Before Hadoop, we had databases that we needed to load with flat files. These databases ran on top of expensive file systems that had proprietary and exotic connecting ”fabric.” With Hadoop, we got a distributed file system build on commodity, off-the-shelf hardware. It was easy to scale by just adding more nodes to the cluster and its “shared nothing” architecture meant true horizontal scalability for compute, memory and disk.
The resulting cost savings associated with this new architecture meant that we no longer had to pick and choose what data was worth storing - we could store everything. More importantly, we could store data “as is” without needing to transform the data into the rigid rows and columns that standard databases require.

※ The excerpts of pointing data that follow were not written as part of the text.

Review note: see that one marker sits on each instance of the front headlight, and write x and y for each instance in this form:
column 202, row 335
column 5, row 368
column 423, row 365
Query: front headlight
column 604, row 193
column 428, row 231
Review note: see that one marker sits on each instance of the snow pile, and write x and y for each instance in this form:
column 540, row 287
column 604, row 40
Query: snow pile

Over time, Hadoop’s open source heritage and flexible architecture drove new innovations beyond just its cheaper data storage beginnings. With the addition of a schema catalog (HCatalog) and a SQL query processor (Hive), we now had the ability to directly query the raw data files and skip the database load step altogether.

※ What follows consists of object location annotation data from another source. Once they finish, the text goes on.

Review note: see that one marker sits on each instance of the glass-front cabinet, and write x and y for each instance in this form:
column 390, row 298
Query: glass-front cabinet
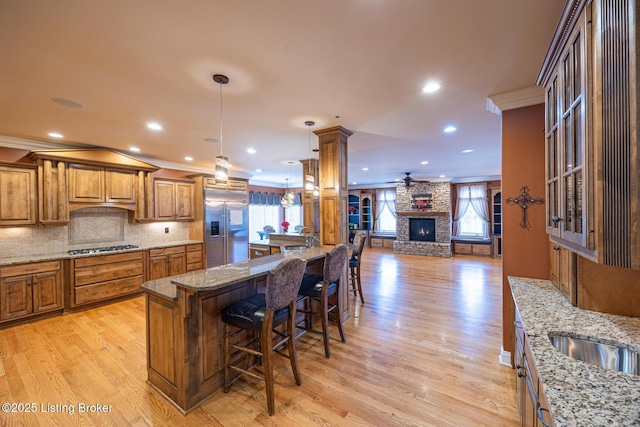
column 567, row 109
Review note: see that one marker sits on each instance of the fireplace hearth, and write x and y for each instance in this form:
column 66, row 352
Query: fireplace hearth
column 422, row 229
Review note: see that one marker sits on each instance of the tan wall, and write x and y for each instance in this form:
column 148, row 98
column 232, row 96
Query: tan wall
column 524, row 251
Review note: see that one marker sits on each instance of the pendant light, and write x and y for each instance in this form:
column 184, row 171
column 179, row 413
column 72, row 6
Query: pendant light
column 288, row 198
column 222, row 162
column 309, row 181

This “schema on read” architecture meant that we could choose to hydrate data only when we had questions to ask. In my opinion, this was Hadoop’s true innovation and it made the “data lake” an alternative to the age old “schema on write” architectures made popular with SQL databases.

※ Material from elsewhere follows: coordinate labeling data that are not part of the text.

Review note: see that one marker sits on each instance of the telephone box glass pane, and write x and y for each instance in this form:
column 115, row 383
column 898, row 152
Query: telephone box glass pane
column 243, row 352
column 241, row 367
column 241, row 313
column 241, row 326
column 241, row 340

With Hadoop and its distributed file system, schema catalog and query processing engine, we can now build “just in time” information pipelines that are drastically more flexible and easier to manage.
There’s got to be a catch, right? Sort of.
Unfortunately, the best qualities of Hadoop’s architecture, flexibility and extensibility, have a dark side too. While its open source beginnings translated into rapid innovation, the pace of change and the underlying complexity that accompanied that change have made it a bear to manage.
The resources to stand up and manage a Hadoop cluster are hard to find and require a wide range of skill sets. Coupled with scarce human resources to operate the software, the challenge of racking your own hardware adds another layer of complexity and friction.
Enter the Cloud
Luckily, the cloud has largely solved the problem of hardware provisioning and management. But it gets better than that. In parallel, the cloud based distributed file systems like S3 have matured to the point where they are now an alternative to Hadoop’s distributed file system (HDFS).
Moreover, just like the Hadoop ecosystem introduced a schema catalog and SQL engine to provide direct file access, so goes the cloud. For example, AWS integrates a schema catalog with Glue and has introduced SQL engines to query raw files with Spectrum and Athena.
In fact, the cloud is beginning to look a lot like a Hadoop data lake, just cheaper and without the overhead of managing clusters.
Advantages of a Data Lake in the Cloud
While the cloud is adopting many of the best features of Hadoop, there are key advantages to the cloud based data lake.
Unlike Hadoop’s HDFS where storage and compute are tightly coupled, the cloud file systems like S3 separate storage from compute. This means that users can elastically add compute when needed and turn it off when it’s not needed. Besides minimizing costs, the flexibility this architecture affords means that no job is too large or small for your infrastructure.
Unlike Hadoop where you need to manage physical infrastructure and clusters, the cloud based data lake is “serverless”: there are no hosts or clusters to manage and scale. Land your data in the cloud and only pay for what you use - the cloud vendor will scale the infrastructure behind the scenes.
The cloud vendors offer a variety of tools and processing engines for your data that are compatible with their respective distributed file systems like S3. By landing your data there, you can leverage these tools with no or minimal data movement. If you choose a columnar data format like Parquet, you can achieve respectable raw file query performance and avoid loading data into an analytics data store altogether.
Where We Go from Here
At the time of this writing, Amazon has a clear lead in delivering the cloud data lake vision today. I’m sure the other cloud vendors will catch up and provide schema catalogs and file based SQL query engines to make their data lakes a reality.